Ogni giorno mettiamo a repentaglio la nostra privacy a colpi di piccoli gesti. Ad esempio, il classico “Accetta tutto” sui cookie mentre aspettiamo un treno a Milano Centrale o l’app lasciata aperta in pausa pranzo a Genova. Gesti che potrebbero sembrare normali ai più ma che nella realtà potrebbero rivelare dati tutt’altro che innocui.
Il punto di partenza è sempre personale: ogni utente dovrebbe infatti avere quel minimo di volontà che lo spinga a capire cosa lascia alle spalle ogni volta che usa un dispositivo online.
Ad esempio, un sito può registrare l’indirizzo IP, numeri identificativi del dispositivo, sistema operativo, risoluzione dello schermo, tipo di connessione e altri segnali tecnici. In un provvedimento dell’aprile 2026, il Garante della Privacy ha spiegato quanto queste informazioni possano diventare invasive nel caso in cui vengano unite fra loro: nel caso analizzato comparivano anche geolocalizzazione, ID pubblicitari e dati sulle app installate o in esecuzione. Questi ultimi, secondo l’Autorità, possono perfino rivelare aspetti della sfera personale (anche se indirettamente).
Non significa automaticamente che tutti i siti sappiano tutto su di noi, ma che tanti dati piccoli, uniti come i puntini del famoso gioco della Settimana Enigmistica, possono creare un quadro più ampio e preciso.
E questa raccolta non c’è solo quando compiliamo un modulo. Può iniziare prima, quando interagiamo con un servizio. Ecco perché non conta solo quali dati inseriamo volontariamente, ma anche quali informazioni possono essere ricavate automaticamente da un sito a partire dal nostro dispositivo e dalla nostra attività di navigazione.
Il problema è in minima parte tecnico e in larga misura umano. Secondo i dati NielsenIQ riportati da RaiNews, il 56% degli italiani accetta spesso o sempre informative privacy e cookie senza leggerle. Il 71% non sa come esercitare concretamente i propri diritti digitali, in particolare quello alla cancellazione dei dati.
Forse non è disinteresse. Dopo dieci banner in una giornata, il consenso può sembrare una perdita di tempo. Eppure qualcosa si sta muovendo: Federprivacy, citando la stessa indagine NielsenIQ, segnala che il 69% degli italiani considera importante affidare i dati ad aziende che li trattano correttamente e che sette su dieci hanno rinunciato almeno una volta a un sito o a un’app pur di non condividere informazioni personali.

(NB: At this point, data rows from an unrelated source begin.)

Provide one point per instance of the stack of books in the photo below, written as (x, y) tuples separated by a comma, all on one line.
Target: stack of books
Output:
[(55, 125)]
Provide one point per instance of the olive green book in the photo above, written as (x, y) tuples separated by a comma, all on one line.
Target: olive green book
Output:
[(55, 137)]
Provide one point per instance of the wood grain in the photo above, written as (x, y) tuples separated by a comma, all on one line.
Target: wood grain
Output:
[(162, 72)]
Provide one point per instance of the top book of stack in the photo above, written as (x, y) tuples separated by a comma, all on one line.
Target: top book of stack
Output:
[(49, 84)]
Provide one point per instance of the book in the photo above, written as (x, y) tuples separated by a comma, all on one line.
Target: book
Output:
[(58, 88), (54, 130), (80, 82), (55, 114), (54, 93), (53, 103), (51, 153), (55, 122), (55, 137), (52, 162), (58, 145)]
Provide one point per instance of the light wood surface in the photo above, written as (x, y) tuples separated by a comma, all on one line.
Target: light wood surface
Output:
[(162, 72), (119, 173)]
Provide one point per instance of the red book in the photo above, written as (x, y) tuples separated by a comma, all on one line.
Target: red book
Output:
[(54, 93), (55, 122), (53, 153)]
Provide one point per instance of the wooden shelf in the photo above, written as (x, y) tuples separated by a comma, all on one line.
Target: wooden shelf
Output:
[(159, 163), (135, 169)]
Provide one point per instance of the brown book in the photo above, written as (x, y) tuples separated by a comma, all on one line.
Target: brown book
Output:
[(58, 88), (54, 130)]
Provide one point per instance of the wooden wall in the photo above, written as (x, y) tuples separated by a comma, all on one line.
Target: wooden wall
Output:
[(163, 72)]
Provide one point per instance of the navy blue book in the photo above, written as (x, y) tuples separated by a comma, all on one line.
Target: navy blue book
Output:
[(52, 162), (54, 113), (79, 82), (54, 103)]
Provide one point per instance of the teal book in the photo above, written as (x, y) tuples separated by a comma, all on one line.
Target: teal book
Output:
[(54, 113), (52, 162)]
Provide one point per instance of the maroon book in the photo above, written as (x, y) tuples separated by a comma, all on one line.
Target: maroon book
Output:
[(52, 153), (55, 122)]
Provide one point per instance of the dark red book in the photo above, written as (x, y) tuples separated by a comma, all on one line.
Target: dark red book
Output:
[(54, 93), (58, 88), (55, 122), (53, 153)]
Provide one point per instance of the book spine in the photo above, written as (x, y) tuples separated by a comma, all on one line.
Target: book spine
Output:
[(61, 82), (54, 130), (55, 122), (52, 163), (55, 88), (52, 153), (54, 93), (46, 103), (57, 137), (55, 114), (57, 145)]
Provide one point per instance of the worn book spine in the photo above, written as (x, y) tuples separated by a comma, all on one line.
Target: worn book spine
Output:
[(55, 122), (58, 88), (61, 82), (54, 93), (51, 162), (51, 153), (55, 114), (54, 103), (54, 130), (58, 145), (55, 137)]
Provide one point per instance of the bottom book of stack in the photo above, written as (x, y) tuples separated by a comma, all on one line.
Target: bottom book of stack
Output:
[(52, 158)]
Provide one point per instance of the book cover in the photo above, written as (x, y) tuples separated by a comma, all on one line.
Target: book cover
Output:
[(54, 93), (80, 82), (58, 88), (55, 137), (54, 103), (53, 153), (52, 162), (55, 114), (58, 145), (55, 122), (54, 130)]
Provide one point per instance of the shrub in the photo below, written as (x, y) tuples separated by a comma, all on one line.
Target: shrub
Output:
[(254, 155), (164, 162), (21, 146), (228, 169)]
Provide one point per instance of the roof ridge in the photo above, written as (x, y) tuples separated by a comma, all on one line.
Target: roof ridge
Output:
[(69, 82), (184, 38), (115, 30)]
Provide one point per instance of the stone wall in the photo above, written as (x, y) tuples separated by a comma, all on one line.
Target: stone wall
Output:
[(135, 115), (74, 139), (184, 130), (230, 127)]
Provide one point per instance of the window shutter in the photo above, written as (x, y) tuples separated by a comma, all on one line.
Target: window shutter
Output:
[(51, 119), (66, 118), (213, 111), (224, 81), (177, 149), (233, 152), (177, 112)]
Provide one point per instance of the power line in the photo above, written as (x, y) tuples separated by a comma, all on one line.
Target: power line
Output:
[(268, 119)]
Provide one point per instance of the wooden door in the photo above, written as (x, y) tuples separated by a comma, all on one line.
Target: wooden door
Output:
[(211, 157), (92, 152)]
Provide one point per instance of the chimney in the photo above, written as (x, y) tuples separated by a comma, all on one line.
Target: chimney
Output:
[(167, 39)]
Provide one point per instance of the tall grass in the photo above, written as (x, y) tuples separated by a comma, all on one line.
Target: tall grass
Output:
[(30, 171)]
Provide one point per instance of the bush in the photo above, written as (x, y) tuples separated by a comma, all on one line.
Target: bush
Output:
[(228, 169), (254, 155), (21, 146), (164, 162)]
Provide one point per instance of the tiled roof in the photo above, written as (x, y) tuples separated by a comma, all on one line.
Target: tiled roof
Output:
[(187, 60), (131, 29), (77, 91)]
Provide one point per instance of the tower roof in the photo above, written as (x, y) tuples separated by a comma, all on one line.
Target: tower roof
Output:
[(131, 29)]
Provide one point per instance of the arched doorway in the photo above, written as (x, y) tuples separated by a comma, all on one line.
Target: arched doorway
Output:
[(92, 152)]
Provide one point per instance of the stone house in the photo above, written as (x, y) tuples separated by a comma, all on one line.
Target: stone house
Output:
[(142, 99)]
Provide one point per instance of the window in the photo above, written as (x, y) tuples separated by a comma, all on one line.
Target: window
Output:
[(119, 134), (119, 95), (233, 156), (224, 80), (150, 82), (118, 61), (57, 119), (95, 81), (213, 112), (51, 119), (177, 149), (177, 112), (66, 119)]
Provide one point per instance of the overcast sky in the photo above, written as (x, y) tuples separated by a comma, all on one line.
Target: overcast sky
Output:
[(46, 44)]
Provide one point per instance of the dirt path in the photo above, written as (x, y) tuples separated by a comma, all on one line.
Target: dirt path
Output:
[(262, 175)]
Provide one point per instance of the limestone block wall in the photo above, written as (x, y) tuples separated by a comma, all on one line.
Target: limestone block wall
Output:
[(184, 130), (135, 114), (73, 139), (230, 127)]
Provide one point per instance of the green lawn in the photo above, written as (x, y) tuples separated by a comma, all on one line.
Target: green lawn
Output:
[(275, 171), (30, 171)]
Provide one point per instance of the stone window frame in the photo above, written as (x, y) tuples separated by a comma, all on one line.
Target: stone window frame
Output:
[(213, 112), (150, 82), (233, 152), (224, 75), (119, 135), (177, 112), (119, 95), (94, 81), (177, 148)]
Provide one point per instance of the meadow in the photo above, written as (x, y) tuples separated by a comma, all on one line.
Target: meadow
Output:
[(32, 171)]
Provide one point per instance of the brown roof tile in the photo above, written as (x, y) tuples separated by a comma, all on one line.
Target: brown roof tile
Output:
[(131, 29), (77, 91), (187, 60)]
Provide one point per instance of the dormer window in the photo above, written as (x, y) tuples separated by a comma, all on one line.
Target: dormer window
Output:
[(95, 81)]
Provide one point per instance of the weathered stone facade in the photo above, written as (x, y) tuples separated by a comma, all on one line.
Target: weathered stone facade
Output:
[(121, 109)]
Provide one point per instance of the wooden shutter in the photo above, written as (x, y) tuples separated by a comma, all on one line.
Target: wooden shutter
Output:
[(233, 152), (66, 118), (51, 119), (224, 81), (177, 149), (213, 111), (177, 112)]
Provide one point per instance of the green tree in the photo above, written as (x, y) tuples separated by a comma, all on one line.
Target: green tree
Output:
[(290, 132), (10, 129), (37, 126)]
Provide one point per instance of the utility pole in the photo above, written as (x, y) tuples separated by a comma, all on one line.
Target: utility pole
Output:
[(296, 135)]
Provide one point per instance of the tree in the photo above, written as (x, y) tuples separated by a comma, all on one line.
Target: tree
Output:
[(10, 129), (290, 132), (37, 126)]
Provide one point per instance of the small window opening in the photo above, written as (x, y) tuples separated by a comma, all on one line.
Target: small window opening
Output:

Insomma: clicchiamo in fretta, ma ci fidiamo meno.
Il telefono non deve diventare un bunker. Conviene però scegliere “rifiuta” quando i cookie non necessari non servono, rivedere ogni tanto i permessi di posizione, microfono e fotocamera, usare password diverse e attivare l’autenticazione a due fattori o le passkey (se disponibili).
Vale anche una regola molto terra-terra: una rete pubblica non diventa sicura perché ha il nome del bar, dell’hotel o della stazione. Quando si lavora spesso fuori casa, cosa abbastanza normale tra Milano, Genova e relative trasferte, sarebbe opportuno non effettuare operazioni sensibili su reti sconosciute (ricordandosi anche di tenere sempre aggiornati dispositivi e browser).
Una VPN open source offre una sicurezza in più tra il dispositivo e il server della rete internet, riducendo il rischio di esfiltrazione dei dati. Non bisogna però pensare che collegandosi a una rete privata virtuale ci si possano concedere superficialità su cookie o sistema di autenticazione.
La regola finale, forse, è quella che ha meno a che spartire con la tecnologia: prima di cliccare, chiedersi se quel dato serve davvero, così da lasciare meno tracce possibili.